Martel, Sophie; Gillerat, Fabrice; Carosati, Emanuele; Maiarelli, Daniele; Tetko, Igor V.; Mannhold, Raimund; Pierre Alain Carrupt,

doi:10.1016/j.ejps.2012.10.019

Lipophilicity is a crucial parameter in drug development since it impacts both ADME properties and target affinity of drug candidates. In early drug discovery stage, accurate tools for log P prediction are highly desired. Many calculation methods were developed to aid pharmaceutical scientists in drug research; however almost all suffer from insufficient accuracy and variation of performance in several regions of the chemical space associated with new chemical entities. The low redictive power of existing software packages can be explained by limited availability and/or variable quality of experimental log P values associated with training set used, which stem from various protocols and poorly cover chemical space.

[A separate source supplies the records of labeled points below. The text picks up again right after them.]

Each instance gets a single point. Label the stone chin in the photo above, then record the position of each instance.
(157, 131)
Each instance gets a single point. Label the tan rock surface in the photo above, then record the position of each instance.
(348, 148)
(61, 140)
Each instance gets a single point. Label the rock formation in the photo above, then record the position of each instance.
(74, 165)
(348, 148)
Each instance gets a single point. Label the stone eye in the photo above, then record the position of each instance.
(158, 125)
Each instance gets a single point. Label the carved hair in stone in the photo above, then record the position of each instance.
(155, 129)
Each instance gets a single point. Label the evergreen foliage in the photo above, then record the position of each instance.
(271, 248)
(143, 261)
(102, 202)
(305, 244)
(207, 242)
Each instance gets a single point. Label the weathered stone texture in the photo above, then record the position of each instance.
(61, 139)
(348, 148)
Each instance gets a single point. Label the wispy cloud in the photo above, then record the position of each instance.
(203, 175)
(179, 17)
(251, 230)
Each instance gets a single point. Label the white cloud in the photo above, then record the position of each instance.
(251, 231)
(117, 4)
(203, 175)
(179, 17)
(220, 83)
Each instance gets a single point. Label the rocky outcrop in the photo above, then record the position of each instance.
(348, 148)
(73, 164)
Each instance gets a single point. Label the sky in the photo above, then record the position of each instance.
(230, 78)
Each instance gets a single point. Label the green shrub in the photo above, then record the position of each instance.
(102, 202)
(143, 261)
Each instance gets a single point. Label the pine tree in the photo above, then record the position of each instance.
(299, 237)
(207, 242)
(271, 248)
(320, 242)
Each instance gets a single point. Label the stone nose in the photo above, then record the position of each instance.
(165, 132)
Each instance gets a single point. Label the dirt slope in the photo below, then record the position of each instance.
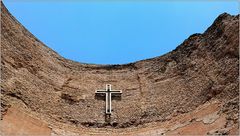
(45, 86)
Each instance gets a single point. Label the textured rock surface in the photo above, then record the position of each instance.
(204, 68)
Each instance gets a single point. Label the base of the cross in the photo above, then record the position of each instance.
(108, 118)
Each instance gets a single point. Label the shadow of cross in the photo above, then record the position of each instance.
(108, 93)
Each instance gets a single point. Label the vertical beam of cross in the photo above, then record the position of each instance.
(108, 97)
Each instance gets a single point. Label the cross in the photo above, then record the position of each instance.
(108, 97)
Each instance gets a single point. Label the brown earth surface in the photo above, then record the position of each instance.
(192, 90)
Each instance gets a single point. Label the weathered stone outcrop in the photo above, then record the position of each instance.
(204, 68)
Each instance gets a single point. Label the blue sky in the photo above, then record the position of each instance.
(117, 32)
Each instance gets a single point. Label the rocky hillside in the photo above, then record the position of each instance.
(203, 69)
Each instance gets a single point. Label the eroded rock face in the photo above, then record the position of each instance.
(203, 68)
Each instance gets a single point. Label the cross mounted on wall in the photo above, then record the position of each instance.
(108, 93)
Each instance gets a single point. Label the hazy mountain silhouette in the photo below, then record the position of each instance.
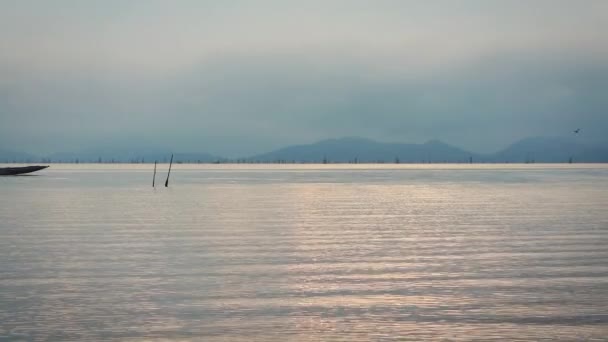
(353, 149)
(350, 150)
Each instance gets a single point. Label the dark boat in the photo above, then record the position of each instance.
(10, 171)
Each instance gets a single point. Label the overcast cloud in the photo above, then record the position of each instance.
(240, 77)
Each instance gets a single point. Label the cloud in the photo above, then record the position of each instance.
(242, 77)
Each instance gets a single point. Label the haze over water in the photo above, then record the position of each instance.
(305, 252)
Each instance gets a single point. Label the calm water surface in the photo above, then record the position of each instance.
(314, 252)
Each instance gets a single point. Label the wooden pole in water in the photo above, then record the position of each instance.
(154, 177)
(169, 173)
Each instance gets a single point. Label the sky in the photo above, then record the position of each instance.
(236, 78)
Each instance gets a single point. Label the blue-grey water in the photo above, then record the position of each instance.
(305, 253)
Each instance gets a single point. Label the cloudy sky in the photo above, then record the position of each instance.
(240, 77)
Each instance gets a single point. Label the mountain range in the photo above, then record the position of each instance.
(351, 150)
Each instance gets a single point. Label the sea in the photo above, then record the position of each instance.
(289, 252)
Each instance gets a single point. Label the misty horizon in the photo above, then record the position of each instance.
(242, 78)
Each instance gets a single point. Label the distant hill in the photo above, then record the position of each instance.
(353, 149)
(552, 150)
(350, 150)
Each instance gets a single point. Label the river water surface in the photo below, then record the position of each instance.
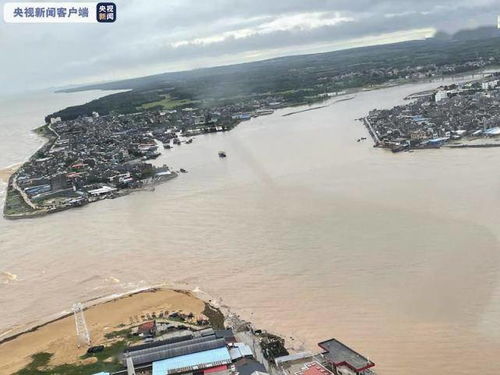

In this study, a dataset of 1000 diverse test compounds out of 4.5 million was generated; log P values of 759 purchasable compounds (46% non-ionizable, 30% basic, 17% acidic, 0.5% zwitterionic and 6.5% ampholytes) from this selected set were experimentally determined by UHPLC followed by UV detection or MS detection when necessary. Finally, a data collection of 707 validated log P values ranging from 0.30 to 7.50 is now available for benchmarking of existing and development of new approaches to predict octanol/water partition coefficients of chemical compounds.